How do we process multiple-person scenario?

(Project THEMPO – ERC StG)


Trani, Puglia. Photo by Giovanni Albore

The ability to quickly recognize conspecifics among other entities and to understand rapidly what they are doing, is a fundamental requirement for a social species such as the human. In the past decades, cognitive neuroscientists have gained important knowledge on these abilities, by studying how the human mind/brain recognizes a face or a body, and infers the goal and intention behind the current body pose or activity. However, in real life, a person is most often seen among other persons. For instance, when there is one person who is speaking, it is very likely that she is nearby one or more individuals who are listening. The readiness with which an observer understands that people in the scene are communicating, makes it unlikely that this understanding is achieved through a sequential, one-by-one processing of each person’s face, body posture, motor activity, goal, intention, emotion, and so on. Our work starts from the hypothesis that the human brain must be equipped with specialized mechanisms to parse the environment, select the portion in which a social interaction is happening, and process that portion of the environment as a whole. Our main objective is to explain how this is done, in terms of cognitive stages and neural operations. In this effort, we take advantage of cognitive manipulations, neurostimulation methodology (TMS) and advanced analytical approaches to decode information latent in neural patterns recorded with functional neuroimaging (fMRI).


Seeing People


Not all the objects in the environment around us have the same chance to attract our attention. Over the past decades, cognitive neuroscientists have gathered evidence showing that a human face or a human body is special to our mind/brain, that is, it is processed with the highest priority and more efficiently than other objects in the environment. But how does the system behave when, instead on one person, we see two (or more) persons? The processing of complex scenes involving many actors is closer to most real-world situations than the perception of one person in isolation.

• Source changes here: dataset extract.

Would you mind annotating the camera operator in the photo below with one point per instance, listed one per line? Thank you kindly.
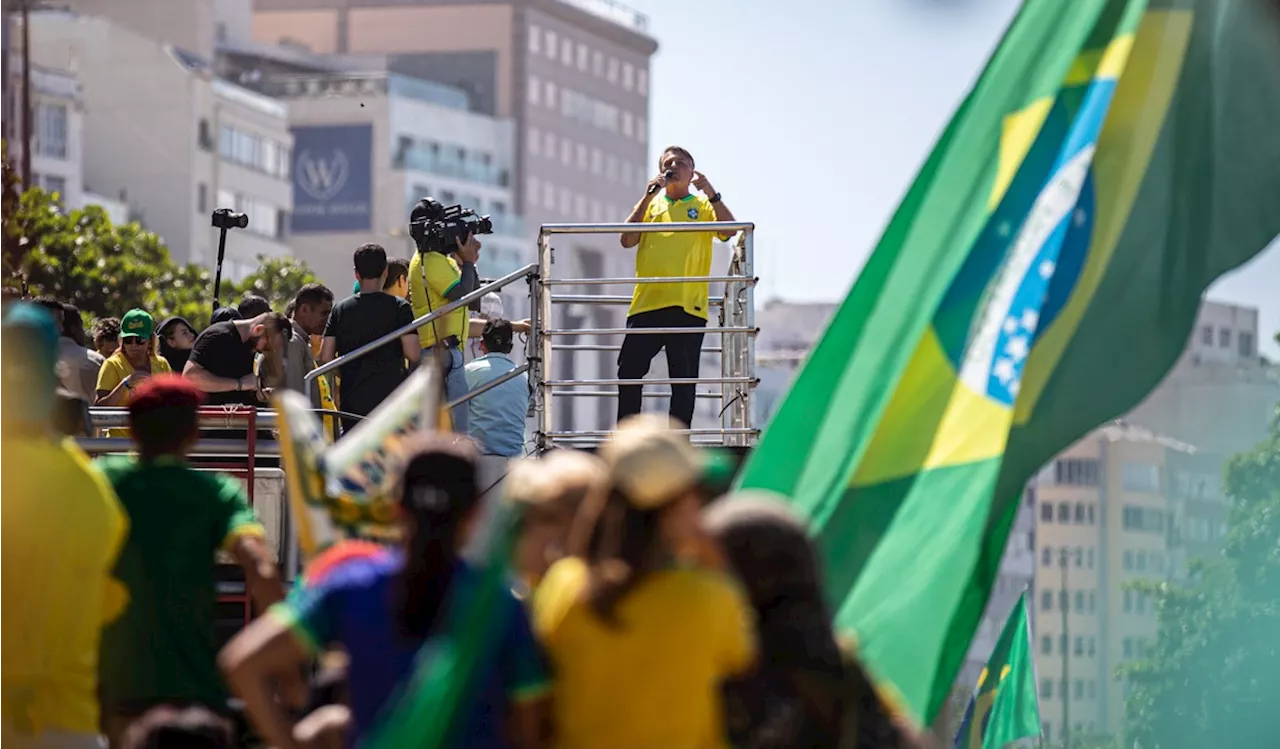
(444, 270)
(670, 305)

In collaboration with Salvador Soto-Faraco, professor of cognitive neuroscience at the University Popmpeu Fabra of Barcelona and Timo Stein, professor of psychology at University of Amsterdam, we have set up a behavioral paradigm, based on stimulus masking, to measure the potency of stimuli in gaining access to attention and awareness. In this paradigm, stimuli are presented at threshold, namely, with low visibility, so that sometimes the system fails to process them. The rationale is that, under conditions of low-visibility, stimuli that are privileged by the human visual system are more likely to pass the threshold to be recognized correctly, than other stimuli. In this way, we have demonstrated that: 1) scenes containing interacting persons (i.e. two persons facing one another) are processed more efficiently than scenes in which the same two persons do not seem to interact (i.e. they face away from each other); 2) the processing mode (called configural) that makes the detection and recognition of individual human bodies and faces more efficient than the processing of other objects, is preserved in multiple-person scenarios, but only when persons are perceived as interacting (e.g. facing each other).

These effects are very fast and automatic, which suggests that they reflect a basic mechanism to organize the environment and to select the most relevant information. This mechanism proves sensitive to cues that are frequently associated with the occurrence of social interactions (for example, the relative positioning of two persons, facing or facing away from each other). Thus, this research adds to a growing body of results, suggesting that the human perceptual system is tuned to stimuli with social value, which have maximal relevance for our daily life and survival.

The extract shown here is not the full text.